A validity study done by IOX Associates of Los Angeles was the issue which consumed the majority of time during the trial. HSLDA contends that this study violated professional standards governing such studies.
A four-day trial, followed by a 57-page opening brief and a 16-page reply brief, produced a ruling by South Carolina Judge Ellis Drew which simply read: “I have received the excellent Post Trial Memorandum and each party's Reply Memorandum. I have thoroughly considered them and after deliberate consideration, have decided to issue an Order in favor of the South Carolina State Board of Education.” Mike Farris was lead counsel for the parents in the case. He was assisted by Michael Smith and local counsel Dee Black, then of Hilton Head. Dee has since joined HSLDA as a full-time staff attorney.
In all federal courts and in the vast majority of state courts, judges usually issue at least a brief opinion stating the reason for their ruling. Judge Drew gave no hint as to the rationale for his ruling. “It is very disappointing to put all of this effort into a case and not even receive a written explanation of the ruling,” Farris commented.
HSLDA will appeal this case to the South Carolina Supreme Court.

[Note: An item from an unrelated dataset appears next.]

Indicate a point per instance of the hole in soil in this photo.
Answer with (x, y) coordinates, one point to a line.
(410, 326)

Farris stated, “We have a good chance of winning this case because the violations of professional standards in this IOX study are so blatant. Hopefully the appellate court will closely consider our arguments.”
The IOX study failed to do a job analysis as required by professional standards, failed to finish the study prior to the vote by the South Carolina Board of Education, and threatened home school panelists in a way which changed their manner of answering the study.